When D1 and D2 get blocked, the distributed deadlock detector gathers all lock tables from worker nodes and builds a distributed transaction graph. The deadlock detector then associates the local transactions with the distributed ones. Once it does that, the deadlock detector sees that the transactions on worker 1 and worker 3 are actually blocked on each other.
The deadlock detector can then cancel D2 on the coordinator. This will also abort D2’s transactions on worker 1 and worker 3. Then, D1 can acquire the lock on Bob’s row and complete the distributed transaction. This way, Citus can implement distributed transactions on a sharded database safely.
Why PostgreSQL provides a solid foundation for a distributed database?
Distributed transactions is one of the hardest problems in relational databases. When solving a complex problem, you can either build a solution from scratch, or extend an existing technology.

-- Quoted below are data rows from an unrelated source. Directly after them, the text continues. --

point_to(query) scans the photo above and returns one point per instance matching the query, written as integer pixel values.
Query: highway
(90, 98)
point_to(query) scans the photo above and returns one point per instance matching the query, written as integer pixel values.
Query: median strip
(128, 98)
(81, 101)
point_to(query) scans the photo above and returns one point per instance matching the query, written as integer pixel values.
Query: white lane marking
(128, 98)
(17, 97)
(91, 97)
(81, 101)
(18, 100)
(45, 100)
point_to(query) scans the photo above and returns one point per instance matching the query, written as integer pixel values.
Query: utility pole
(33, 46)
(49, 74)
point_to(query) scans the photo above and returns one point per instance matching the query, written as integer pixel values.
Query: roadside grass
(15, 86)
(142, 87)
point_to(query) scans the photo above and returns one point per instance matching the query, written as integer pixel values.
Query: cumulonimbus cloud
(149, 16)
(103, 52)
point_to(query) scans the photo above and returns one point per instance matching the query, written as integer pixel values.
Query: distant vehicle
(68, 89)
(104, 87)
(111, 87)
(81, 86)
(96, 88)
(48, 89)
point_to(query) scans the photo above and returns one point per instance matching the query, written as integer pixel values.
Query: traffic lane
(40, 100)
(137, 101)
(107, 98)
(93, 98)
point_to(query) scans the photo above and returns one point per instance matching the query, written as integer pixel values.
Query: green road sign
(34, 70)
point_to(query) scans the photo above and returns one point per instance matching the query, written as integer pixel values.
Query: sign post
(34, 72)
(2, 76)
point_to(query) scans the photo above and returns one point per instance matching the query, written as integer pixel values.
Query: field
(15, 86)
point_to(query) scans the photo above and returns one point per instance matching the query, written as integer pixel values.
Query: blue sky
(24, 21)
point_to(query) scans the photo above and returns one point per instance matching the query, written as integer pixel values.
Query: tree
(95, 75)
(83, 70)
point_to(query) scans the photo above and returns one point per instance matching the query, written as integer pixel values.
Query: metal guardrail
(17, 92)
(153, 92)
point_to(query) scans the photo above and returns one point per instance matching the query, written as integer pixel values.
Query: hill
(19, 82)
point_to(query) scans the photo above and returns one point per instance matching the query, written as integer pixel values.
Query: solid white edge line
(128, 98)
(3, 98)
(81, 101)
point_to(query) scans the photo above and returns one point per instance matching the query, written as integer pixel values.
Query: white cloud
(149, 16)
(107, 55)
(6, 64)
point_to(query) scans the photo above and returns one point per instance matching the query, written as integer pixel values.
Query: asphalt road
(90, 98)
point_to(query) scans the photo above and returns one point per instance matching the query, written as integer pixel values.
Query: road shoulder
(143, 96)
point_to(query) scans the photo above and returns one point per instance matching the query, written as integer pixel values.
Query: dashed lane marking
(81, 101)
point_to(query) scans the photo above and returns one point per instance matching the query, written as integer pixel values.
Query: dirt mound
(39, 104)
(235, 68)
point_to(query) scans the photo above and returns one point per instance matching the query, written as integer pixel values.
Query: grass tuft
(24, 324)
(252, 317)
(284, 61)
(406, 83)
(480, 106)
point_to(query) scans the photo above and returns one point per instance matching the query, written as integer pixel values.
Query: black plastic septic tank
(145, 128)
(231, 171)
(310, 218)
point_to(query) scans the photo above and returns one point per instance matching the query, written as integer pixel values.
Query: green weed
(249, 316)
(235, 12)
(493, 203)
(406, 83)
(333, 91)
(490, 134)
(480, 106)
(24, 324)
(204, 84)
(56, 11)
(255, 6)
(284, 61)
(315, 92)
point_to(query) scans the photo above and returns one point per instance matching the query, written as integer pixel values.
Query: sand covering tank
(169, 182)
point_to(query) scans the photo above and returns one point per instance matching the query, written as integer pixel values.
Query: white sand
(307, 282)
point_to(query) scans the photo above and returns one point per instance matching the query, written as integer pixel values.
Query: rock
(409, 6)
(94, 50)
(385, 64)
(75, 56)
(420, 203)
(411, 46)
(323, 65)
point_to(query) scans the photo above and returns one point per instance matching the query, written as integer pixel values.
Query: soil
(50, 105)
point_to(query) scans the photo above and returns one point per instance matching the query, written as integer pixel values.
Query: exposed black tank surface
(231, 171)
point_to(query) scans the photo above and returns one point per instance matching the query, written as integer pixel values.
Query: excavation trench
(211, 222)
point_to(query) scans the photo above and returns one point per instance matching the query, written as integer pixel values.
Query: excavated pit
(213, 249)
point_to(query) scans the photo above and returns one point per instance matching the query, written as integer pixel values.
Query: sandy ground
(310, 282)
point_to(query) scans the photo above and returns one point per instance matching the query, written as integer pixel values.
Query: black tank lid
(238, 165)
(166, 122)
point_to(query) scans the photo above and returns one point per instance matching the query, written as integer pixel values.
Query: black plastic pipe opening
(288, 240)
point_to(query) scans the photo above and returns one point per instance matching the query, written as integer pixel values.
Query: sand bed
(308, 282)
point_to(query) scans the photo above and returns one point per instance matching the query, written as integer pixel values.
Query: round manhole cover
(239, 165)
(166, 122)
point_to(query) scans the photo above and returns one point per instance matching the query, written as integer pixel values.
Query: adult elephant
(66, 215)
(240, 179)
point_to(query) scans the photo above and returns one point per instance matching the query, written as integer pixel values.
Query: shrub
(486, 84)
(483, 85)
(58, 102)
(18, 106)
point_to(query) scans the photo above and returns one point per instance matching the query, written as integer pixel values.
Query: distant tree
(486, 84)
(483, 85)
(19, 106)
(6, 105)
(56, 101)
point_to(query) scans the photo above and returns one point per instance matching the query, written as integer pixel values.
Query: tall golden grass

At Citus, we chose to make PostgreSQL a rock-solid distributed database. When implementing distributed transactions, Citus leverages the following modules:
- Stable storage on each node with a write-ahead log. The write-ahead log is crash safe. (requirement for 2PC)
- 2PC protocol
- Streaming replication for fast node recovery
- PostgreSQL local process and lock graphs
- Cancellation and rollback logic for all statements
This way, Citus uses Postgres components that are hardened over decades. So we can focus on building a relational database that seamlessly scales.
The good news for our customers is that they don’t even need to think about these challenges. We did all the hard work - so you can focus on your application and not worry about scaling your database.